There was a lot of bluster and meaningless political phrases like “open borders,” but ultimately the GOP legislators couldn’t point to any single “high crime or misdemeanor” that Mayorkas had committed, or any particular shirking of duty, beyond a general dissatisfaction with Biden administration immigration policies. Such political disagreements are now, apparently, grounds for removal from office.

The same Republicans who are so concerned about supposed political interference in the department and Mayorkas’ unsubstantiated supposed refusal to follow laws seemed to have been perfectly fine with Donald Trump having two successive acting homeland security secretaries, leaving the department without a Senate-confirmed leader for nearly two years, with neither of the two actually serving lawfully.

Like much of Trump’s tenure, the specifics of this fiasco have been memory-holed in the broader cloud of scandal and mismanagement. To recap, then-Customs and Border Protection Commissioner Kevin McAleenan was named acting secretary after the April 2019 resignation of Kirstjen Nielsen, who changed the order of succession, probably at the White House’s behest, one day prior.

However, as the Government Accountability Office and several federal courts later ruled, the change did not technically allow McAleenan nor his successor Chad Wolf to serve in the role, and so both occupied this cabinet-level position without the legal authority to do so. This had tangible consequences for the government, including a court striking down Wolf’s attempt to end the DACA program because he was not legitimately in the position.

That Trump had a couple of toadies trying to implement his restrictionist agenda while unlawfully running one of the federal government’s largest departments for 21 months does not seem to have really bothered House Republicans much, because in the end, this isn’t about following the law.

This impeachment process is also not really about Mayorkas. The former U.S. attorney and Obama-era deputy secretary is a pretty standard-issue centrist Democrat who’s drawn as much fire from the left as from the right, in part due to his continued defense and enforcement of the Trump-era Title 42 expulsion program.

Little about the actual border enforcement panorama has changed since Trump was in office, with Biden making tweaks mainly on internal enforcement. When Title 42 expired, Biden replaced it with a new version of an earlier Trump asylum restriction. The migrants who are still making it in the country are largely doing so because they met the legal standard to begin an asylum application, to be litigated in the immigration courts.

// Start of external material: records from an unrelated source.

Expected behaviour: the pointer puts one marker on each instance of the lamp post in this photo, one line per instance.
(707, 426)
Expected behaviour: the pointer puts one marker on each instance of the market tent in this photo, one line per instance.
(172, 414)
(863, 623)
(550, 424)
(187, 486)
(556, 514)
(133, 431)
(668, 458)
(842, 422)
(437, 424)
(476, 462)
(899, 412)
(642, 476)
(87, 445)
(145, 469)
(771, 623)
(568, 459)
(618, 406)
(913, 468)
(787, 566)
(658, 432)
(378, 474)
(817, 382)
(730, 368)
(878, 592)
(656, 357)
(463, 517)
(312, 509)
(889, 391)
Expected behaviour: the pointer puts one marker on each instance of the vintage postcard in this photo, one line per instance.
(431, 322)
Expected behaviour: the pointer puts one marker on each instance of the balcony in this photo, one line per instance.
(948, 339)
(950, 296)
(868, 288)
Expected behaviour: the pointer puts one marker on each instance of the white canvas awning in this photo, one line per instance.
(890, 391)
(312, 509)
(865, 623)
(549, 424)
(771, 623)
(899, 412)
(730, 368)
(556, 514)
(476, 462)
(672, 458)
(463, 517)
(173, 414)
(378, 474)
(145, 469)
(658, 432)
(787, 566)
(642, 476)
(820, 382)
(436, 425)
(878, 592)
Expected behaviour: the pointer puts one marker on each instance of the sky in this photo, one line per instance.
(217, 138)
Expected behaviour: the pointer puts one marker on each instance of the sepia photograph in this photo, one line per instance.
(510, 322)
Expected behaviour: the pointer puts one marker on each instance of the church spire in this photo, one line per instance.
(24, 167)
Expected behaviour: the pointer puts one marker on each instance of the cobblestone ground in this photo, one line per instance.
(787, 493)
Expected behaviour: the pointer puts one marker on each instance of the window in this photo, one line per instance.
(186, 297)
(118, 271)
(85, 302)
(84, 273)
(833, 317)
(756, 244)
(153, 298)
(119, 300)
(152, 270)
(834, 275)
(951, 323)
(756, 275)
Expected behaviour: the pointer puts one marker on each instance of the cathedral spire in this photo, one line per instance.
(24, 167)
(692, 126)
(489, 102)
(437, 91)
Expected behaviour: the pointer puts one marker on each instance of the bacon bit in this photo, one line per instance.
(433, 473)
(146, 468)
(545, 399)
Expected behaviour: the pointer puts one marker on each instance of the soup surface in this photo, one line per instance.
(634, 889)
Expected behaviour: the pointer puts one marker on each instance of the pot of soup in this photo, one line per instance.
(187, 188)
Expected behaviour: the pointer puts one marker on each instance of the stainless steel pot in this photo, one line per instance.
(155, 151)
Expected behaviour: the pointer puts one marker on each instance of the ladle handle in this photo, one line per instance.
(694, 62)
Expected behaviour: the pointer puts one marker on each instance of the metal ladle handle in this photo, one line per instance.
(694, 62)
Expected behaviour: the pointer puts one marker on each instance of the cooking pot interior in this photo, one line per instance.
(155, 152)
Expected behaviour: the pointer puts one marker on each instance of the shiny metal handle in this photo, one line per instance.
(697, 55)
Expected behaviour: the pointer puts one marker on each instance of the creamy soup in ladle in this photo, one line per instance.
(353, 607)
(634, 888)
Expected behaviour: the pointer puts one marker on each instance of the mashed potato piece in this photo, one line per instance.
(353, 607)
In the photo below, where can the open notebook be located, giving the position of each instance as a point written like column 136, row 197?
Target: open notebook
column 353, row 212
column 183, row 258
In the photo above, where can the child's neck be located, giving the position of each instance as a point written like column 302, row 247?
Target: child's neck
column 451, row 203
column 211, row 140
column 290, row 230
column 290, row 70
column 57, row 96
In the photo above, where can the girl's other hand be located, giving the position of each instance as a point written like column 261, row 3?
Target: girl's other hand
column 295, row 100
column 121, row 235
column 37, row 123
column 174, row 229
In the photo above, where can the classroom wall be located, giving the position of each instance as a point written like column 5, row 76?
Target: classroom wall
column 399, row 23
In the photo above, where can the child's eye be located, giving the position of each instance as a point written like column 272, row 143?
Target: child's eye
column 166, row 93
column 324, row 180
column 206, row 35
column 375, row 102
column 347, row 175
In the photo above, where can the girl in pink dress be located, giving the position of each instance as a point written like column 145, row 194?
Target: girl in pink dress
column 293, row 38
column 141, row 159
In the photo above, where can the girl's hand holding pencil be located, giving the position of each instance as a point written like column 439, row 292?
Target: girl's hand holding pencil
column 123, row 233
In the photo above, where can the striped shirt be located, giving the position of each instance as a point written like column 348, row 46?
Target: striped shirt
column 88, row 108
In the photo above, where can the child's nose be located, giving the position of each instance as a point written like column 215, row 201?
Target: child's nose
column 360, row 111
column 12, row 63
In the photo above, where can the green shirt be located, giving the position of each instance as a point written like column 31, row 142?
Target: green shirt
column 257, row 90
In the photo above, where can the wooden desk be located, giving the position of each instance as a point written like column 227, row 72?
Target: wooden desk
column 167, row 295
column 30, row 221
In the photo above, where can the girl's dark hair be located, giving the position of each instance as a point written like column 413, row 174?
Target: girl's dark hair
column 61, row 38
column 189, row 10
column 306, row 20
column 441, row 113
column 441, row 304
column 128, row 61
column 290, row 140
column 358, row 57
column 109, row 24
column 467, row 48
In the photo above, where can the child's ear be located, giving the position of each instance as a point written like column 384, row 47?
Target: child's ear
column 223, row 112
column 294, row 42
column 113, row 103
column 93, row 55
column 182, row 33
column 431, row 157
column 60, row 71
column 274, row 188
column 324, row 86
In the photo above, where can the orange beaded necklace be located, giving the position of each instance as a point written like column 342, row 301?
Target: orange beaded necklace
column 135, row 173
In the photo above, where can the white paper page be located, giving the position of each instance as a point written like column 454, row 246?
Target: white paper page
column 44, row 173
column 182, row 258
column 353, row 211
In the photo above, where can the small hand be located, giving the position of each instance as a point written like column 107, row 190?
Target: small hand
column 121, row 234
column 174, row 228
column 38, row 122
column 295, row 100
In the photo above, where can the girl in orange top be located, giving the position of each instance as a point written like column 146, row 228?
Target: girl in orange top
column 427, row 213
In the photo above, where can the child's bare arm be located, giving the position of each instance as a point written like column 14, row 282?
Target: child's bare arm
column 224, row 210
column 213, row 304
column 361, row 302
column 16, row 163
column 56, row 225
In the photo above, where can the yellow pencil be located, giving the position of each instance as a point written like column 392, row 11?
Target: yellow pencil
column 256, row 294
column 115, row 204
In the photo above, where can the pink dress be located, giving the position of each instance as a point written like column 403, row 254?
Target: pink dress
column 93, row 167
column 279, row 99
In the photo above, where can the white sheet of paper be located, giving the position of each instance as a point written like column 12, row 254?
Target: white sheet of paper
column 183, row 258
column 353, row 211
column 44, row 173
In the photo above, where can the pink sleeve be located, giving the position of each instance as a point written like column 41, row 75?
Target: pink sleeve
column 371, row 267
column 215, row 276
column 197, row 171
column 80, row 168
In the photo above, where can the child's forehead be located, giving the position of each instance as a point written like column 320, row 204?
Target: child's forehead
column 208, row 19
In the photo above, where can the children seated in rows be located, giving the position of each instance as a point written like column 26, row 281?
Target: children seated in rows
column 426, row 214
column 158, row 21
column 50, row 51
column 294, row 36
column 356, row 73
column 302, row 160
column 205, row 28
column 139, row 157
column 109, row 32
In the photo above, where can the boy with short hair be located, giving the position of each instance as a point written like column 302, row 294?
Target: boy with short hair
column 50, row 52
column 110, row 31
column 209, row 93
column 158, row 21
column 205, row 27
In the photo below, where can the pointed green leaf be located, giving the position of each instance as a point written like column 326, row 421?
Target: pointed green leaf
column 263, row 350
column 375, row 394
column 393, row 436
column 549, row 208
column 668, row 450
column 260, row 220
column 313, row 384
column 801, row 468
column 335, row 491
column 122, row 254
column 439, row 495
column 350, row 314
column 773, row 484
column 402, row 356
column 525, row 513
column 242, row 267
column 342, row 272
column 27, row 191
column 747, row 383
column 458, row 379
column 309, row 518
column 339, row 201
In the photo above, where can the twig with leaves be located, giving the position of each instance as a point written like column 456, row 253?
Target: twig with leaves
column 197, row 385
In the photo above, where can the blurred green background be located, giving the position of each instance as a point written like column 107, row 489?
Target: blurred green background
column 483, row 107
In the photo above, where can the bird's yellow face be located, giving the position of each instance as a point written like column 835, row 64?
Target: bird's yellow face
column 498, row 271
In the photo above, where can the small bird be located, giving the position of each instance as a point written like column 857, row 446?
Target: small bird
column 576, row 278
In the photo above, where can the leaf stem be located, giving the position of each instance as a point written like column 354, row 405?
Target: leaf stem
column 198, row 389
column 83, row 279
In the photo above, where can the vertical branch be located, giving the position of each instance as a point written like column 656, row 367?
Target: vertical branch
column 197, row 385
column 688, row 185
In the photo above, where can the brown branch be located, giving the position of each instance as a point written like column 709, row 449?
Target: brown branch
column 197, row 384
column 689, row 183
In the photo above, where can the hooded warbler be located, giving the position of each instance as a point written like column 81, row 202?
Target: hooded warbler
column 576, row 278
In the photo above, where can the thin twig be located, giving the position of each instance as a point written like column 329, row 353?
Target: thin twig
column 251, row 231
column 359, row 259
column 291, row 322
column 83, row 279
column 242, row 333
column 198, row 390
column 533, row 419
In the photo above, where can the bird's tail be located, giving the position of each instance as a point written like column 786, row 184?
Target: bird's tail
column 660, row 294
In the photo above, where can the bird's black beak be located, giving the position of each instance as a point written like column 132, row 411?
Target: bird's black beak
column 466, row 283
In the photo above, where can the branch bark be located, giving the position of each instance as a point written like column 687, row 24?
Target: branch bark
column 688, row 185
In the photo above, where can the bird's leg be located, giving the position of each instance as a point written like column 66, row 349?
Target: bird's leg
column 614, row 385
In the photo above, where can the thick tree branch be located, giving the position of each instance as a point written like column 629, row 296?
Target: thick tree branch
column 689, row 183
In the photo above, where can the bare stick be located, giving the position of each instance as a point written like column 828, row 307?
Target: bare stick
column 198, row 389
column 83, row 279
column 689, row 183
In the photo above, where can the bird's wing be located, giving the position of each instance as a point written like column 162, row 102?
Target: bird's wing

When the president has tried to use the available tools for more orderly processing — including a humanitarian parole program for countries including Venezuela, whose plight Republicans often make a big show of caring about — GOP legislators have raked him over the coals for it.

What they really want is for there to be zero humanitarian immigration at all; they don’t want Biden and Mayorkas to actually perform their duties, but to openly flout them and jettison the country’s asylum statutes and international legal obligations.

Put plainly, this impeachment effort is not about ensuring government officials follow the law, but ensuring they break it.